The deployment of a Tele-ICU program is a complex process consisting of hundreds of discrete elements and the introduction of a new culture for management of ICU patients. In addition, building relationships and fostering acceptance of a Tele-ICU program by bedside nurses, private practice physicians, and bedside intensivists take time and patience. Our Tele-ICU physicians and nurses were instructed to be as proactive as possible. In addition, dozens of protocols have been instituted by collaboration among the Tele-ICU team and the bedside team of administrators, physicians, and nurses. A major reason why some studies failed to detect significant associations between Tele-ICU interventions and outcome is the low rates of collaboration among Tele-ICU and bedside physicians and nurses (34%–36%) [15, 16]. We attest from our own experience that bedside and Tele-ICU team collaboration is an important determinate of favorable outcomes resulting from Tele-ICU intervention.
What makes us unique is our approach to Tele-ICU with two board-certified intensivists and five highly experienced critical care nurses heavily involved in patient care 24 hours/day. The intensivists worked 12-hour shifts and were thus well rested for the shift. In addition, our approach excelled in building relationships and fostering acceptance of a Tele-ICU program by bedside nurses, private practice physicians, and bedside intensivists in the monitored facility. We believe that all the above mentioned are necessary for the outcome benefits from any remote tele-medicine intervention to be implemented.

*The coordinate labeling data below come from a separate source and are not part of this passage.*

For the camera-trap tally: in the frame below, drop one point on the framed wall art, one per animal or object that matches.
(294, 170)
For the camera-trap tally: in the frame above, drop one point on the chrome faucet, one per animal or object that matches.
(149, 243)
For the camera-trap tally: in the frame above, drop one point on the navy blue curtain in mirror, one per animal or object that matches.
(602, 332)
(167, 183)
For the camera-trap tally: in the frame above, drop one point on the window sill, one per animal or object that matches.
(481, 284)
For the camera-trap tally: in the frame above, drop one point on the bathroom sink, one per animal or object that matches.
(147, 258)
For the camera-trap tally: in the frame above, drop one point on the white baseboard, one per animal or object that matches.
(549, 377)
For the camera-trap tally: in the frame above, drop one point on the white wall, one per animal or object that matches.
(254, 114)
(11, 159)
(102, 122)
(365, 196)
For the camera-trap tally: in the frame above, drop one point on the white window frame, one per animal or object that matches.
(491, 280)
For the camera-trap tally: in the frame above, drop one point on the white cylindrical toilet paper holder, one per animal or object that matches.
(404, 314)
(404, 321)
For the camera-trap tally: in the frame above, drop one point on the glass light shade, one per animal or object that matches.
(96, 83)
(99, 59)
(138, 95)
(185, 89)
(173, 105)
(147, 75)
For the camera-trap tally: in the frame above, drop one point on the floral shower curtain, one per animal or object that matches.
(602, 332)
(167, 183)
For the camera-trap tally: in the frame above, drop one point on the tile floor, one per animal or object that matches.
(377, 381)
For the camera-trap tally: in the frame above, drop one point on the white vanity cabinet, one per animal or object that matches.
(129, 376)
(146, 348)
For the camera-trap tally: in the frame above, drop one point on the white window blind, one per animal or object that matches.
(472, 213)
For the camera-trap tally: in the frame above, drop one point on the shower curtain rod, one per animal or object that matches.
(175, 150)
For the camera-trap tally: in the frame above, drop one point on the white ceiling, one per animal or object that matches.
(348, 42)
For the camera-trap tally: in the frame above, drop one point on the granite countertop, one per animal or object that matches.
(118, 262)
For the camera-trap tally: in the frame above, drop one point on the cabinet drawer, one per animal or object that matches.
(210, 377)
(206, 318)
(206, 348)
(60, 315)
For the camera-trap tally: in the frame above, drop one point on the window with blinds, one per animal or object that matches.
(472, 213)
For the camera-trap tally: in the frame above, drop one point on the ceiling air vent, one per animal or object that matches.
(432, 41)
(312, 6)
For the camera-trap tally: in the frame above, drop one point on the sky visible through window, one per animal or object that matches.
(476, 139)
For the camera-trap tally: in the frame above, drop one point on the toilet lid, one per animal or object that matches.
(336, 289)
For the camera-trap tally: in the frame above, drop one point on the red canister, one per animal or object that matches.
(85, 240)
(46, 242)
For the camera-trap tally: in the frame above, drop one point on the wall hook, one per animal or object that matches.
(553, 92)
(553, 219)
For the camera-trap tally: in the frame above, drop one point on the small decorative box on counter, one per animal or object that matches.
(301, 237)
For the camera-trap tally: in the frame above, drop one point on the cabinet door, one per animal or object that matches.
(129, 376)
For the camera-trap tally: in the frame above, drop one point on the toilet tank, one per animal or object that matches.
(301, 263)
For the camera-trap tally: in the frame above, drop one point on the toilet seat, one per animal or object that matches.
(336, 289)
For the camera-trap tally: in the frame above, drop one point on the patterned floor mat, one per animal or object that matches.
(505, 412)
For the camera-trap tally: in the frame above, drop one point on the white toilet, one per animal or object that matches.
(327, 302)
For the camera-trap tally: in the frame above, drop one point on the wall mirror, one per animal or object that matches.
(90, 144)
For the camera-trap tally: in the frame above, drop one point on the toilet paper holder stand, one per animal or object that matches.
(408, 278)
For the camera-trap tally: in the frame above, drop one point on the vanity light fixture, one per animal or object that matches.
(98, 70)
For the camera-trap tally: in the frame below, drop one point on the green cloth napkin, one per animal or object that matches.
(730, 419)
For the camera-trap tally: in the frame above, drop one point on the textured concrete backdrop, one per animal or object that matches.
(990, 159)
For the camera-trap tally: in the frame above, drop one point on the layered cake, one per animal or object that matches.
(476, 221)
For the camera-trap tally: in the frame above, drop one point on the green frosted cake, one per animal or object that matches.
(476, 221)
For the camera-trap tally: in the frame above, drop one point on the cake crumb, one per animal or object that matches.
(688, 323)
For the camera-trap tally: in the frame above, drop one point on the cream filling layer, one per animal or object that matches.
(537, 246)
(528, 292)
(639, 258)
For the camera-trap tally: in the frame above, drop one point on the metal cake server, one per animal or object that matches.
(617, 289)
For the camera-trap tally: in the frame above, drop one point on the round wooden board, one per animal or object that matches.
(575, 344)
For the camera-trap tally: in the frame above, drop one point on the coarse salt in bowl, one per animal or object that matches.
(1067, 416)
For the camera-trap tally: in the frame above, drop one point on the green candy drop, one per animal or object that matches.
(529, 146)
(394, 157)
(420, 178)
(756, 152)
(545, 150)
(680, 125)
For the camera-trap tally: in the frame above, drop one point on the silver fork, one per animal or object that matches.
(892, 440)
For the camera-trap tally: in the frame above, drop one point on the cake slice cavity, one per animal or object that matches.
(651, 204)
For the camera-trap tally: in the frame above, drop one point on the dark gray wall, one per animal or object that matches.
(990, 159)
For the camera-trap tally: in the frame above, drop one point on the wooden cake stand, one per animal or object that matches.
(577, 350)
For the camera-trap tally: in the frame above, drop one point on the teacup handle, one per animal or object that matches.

This retrospective pre- and post-Tele-ICU study documented statistically significant decreases of severity of illness-adjusted mortality and length of stay in cases admitted to an adult ICU in a single ICU of a community hospital.
All authors report that no potential conflict of interests exists with any companies/organizations whose products or services may be discussed in this paper.
Conflict of Interests
All authors declare that they have no Conflict of interests.
The authors would like to acknowledge Dr. Alice Edler for her statistical support. This study was performed at Mercy Hospital St Louis, St. Louis, MO.